DOSing the TPM to leak the rootfs encryption key

Adrian Vovk <adrianvovk@xxxxxxxxx> · Mon, 10 Mar 2025 15:04:38 -0400

Hello all,
This is spawned from another recent thread on this list, with the subject "Is tpm2-measure-pcr really an additional security?", started by Yann Diorcet. There's some confusion of what scenario exactly is being discussed in that thread, and in an attempt to clarify I think I came up with my own scenario that I think might be similarly vulnerable. So, I'm making this thread so that we can a clean slate for the discussion of my scenario.

Presuming a system like this:
- We've got a Linux desktop system
- We have two dm-verity protected /usr partitions
- We have one encrypted rootfs
- We're using systemd-repart to create the rootfs on first boot
- The rootfs is automatically unlocked by the initrd, at boot, using the TPM. We're using systemd-pcrlock with a PCR 11 signature
- We're making use of systemd-pcrphase, and the rootfs is unlockable _only_ during `enter-initrd`. Once we hit `leave-initrd`, the rootfs is no longer unlockable. This means that the rootfs is only unlockable in the initrd.

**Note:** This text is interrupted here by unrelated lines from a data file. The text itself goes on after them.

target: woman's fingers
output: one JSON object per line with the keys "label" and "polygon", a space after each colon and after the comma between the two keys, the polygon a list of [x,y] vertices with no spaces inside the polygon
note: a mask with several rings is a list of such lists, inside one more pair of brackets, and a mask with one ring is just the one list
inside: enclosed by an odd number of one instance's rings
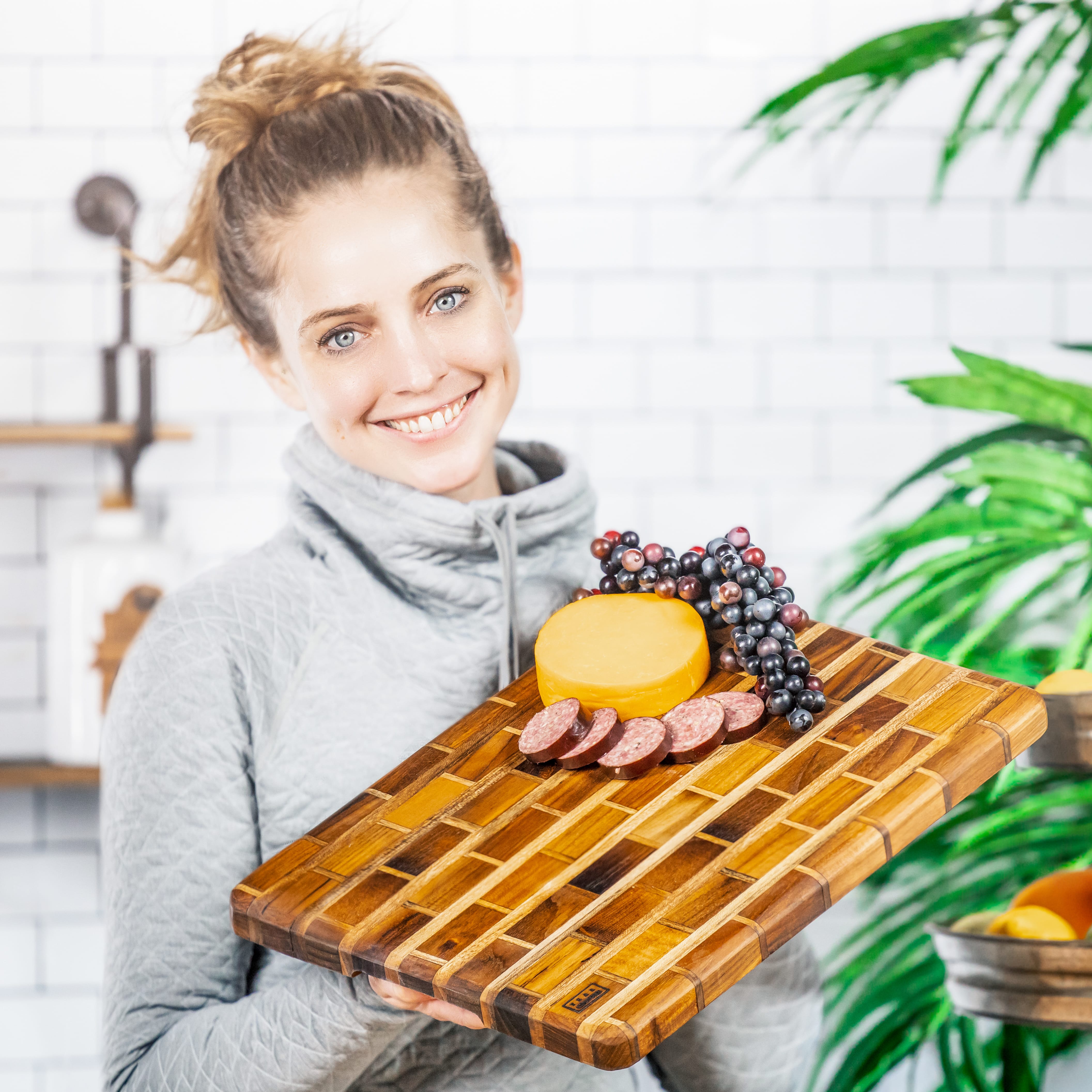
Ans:
{"label": "woman's fingers", "polygon": [[427,994],[418,994],[416,989],[400,986],[397,983],[388,982],[385,978],[373,978],[369,975],[368,982],[371,983],[371,988],[392,1008],[410,1012],[423,1012],[434,1020],[444,1020],[448,1023],[461,1024],[463,1028],[472,1028],[475,1031],[485,1026],[473,1012],[467,1012],[465,1009],[459,1008],[458,1005],[441,1001],[439,998],[429,997]]}
{"label": "woman's fingers", "polygon": [[426,998],[426,1004],[420,1007],[420,1011],[434,1020],[462,1024],[464,1028],[473,1028],[474,1031],[480,1031],[485,1026],[473,1012],[467,1012],[466,1009],[461,1009],[458,1005],[451,1005],[449,1001],[441,1001],[435,997]]}

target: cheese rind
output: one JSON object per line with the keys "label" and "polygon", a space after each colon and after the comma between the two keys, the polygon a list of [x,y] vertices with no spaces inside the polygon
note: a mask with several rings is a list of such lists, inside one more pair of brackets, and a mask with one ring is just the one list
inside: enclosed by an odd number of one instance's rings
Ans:
{"label": "cheese rind", "polygon": [[562,607],[538,631],[538,693],[577,698],[585,716],[612,708],[624,721],[660,716],[709,676],[701,616],[681,600],[592,595]]}

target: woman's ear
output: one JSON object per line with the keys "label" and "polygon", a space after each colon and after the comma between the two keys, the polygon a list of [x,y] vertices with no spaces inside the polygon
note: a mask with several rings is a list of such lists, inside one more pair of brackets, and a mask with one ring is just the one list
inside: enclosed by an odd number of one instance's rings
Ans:
{"label": "woman's ear", "polygon": [[523,318],[523,256],[514,239],[509,239],[508,245],[512,250],[512,263],[497,281],[500,284],[508,327],[514,333],[520,319]]}
{"label": "woman's ear", "polygon": [[242,346],[242,352],[247,354],[247,359],[261,372],[265,382],[273,388],[273,393],[289,410],[307,408],[296,377],[284,363],[280,353],[268,353],[246,334],[239,334],[239,344]]}

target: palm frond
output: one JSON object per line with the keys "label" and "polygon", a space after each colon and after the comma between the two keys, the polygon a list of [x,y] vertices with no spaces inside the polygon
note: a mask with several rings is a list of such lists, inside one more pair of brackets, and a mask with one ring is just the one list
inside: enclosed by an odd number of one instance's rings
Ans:
{"label": "palm frond", "polygon": [[[1041,48],[1057,51],[1057,35]],[[1013,102],[1038,80],[1037,63]],[[948,488],[907,523],[867,534],[831,598],[850,614],[876,610],[878,636],[1001,677],[1092,666],[1092,388],[954,352],[963,375],[906,387],[1014,420],[900,483],[891,496],[930,475]],[[1068,636],[1032,645],[1035,627]],[[833,1069],[827,1092],[866,1092],[930,1041],[943,1092],[1038,1092],[1051,1059],[1088,1036],[954,1013],[924,926],[1000,910],[1048,873],[1089,867],[1090,845],[1092,781],[1010,765],[866,880],[866,916],[828,962],[817,1070]]]}
{"label": "palm frond", "polygon": [[[1092,100],[1092,8],[1084,0],[1002,0],[989,11],[880,35],[774,95],[746,128],[760,130],[767,146],[803,129],[822,136],[854,123],[867,131],[911,81],[970,63],[978,66],[977,75],[941,144],[934,195],[976,138],[992,131],[1011,138],[1033,105],[1058,95],[1024,171],[1020,195],[1026,197],[1045,158]],[[1060,92],[1051,79],[1058,72],[1069,73]]]}

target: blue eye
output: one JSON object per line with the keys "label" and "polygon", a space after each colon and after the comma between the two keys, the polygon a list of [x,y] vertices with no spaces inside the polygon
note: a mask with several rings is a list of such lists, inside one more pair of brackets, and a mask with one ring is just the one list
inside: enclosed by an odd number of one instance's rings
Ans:
{"label": "blue eye", "polygon": [[466,293],[464,292],[446,292],[442,296],[437,297],[432,309],[436,311],[453,311],[465,295]]}

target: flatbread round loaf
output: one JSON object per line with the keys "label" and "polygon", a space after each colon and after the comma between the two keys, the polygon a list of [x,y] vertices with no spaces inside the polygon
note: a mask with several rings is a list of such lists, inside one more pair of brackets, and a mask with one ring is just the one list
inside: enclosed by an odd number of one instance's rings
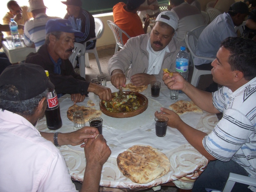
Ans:
{"label": "flatbread round loaf", "polygon": [[77,111],[82,111],[83,112],[85,122],[88,121],[92,117],[100,116],[101,115],[101,111],[100,110],[97,110],[93,108],[78,106],[75,104],[69,107],[67,111],[67,116],[71,121],[73,121],[73,113]]}
{"label": "flatbread round loaf", "polygon": [[129,89],[131,91],[137,92],[141,92],[148,88],[148,85],[142,85],[141,86],[137,86],[132,84],[131,83],[128,83],[125,85],[125,87],[123,88],[124,90]]}
{"label": "flatbread round loaf", "polygon": [[203,110],[196,105],[192,101],[188,101],[180,100],[170,105],[169,108],[179,115],[189,112],[203,113]]}
{"label": "flatbread round loaf", "polygon": [[134,145],[120,154],[117,161],[124,175],[137,183],[147,183],[160,178],[171,167],[165,154],[148,145]]}

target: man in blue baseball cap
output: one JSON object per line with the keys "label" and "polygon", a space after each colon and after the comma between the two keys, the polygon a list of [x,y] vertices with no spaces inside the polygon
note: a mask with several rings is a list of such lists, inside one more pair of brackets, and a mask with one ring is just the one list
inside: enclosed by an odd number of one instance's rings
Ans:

Here's a potential attack:
- Attacker makes a clone of the real rootfs, then marks the partition as empty on the real disk. Attacker puts the disk back into the machine, and boots.
- The initrd measures the `enter-initrd` pcrphase
- systemd-repart notices that there's no rootfs, and starts creating one. This (in my experience) takes up to a couple of seconds, so it should be relatively feasible to time the attack. Especially if the attacker can see systemd's status output
- Meanwhile, the attacker starts DOSing the TPM (i.e. by physically interrupting the TPM's LPC bus)
- systemd-repart finishes, and so the initrd boots into the newly-created rootfs
- initrd tries to measure the `leave-initrd` pcrphase, or the new rootfs's volume key. Both fail, due to the DOS on the TPM.
- The system boots to the new rootfs
- Attacker goes through initial-setup, creating a new administrator user for themself. Then they log in, open a terminal, and run `run0`. They type in the password they just set up. The attacker is now at a root shell.
- Attacker stops DOSing the TPM
- Since the TPM never received the measurements for `leave-initrd`, or the new rootfs's volume key, it is still in the same state as it was in the initrd.
- Attacker asks the TPM to unlock the real rootfs
- The PCRs are all in the correct state.
- The TPM gives the attacker the real rootfs's encryption key.
- Attacker gained access to the real rootfs's data
- Attacker cleans up all traces of their presence by putting back the real rootfs into its old partition

What's protecting against this, if anything?

In theory, this should all be detectable. The pcrphase measurements should fail if the TPM fails to reply that it has handled the command, and also pcrphase should probably _read back_ the PCRs and make sure they're at the expected value. Unfortunately, I don't think we actually care at the moment if these measurements fail - they can fail and we'll keep booting.

Detecting the situation and causing boot to fail, as described above, would force the attacker to not only DOS the TPM but actually completely MITM it. Is this possible? Is this something that parameter encryption defends against?

This attack isn't specific to the assumptions I've made at the start. For example: instead of relying on systemd-repart to create the rootfs on first boot and then going through the legitimate first-boot setup process, an attacker can simply bring their own maliciously-crafted rootfs that boots straight to a root shell. systemd's security model allows an attacker to completely replace the rootfs with a maliciously-crafted one.

PS: We should probably be locking the rootfs down to the initial state of PCR 15 too. Since we can assume that PCR 15 must be zeroed out before we unlock the rootfs, we can actually check that. This adds an extra layer of protection: the rootfs can only be unlocked if it's the first rootfs being unlocked. But still: this doesn't defend against the DOS scenario I describe here, since the attack completely bypasses the measurement into PCR 15

Best,
Adrian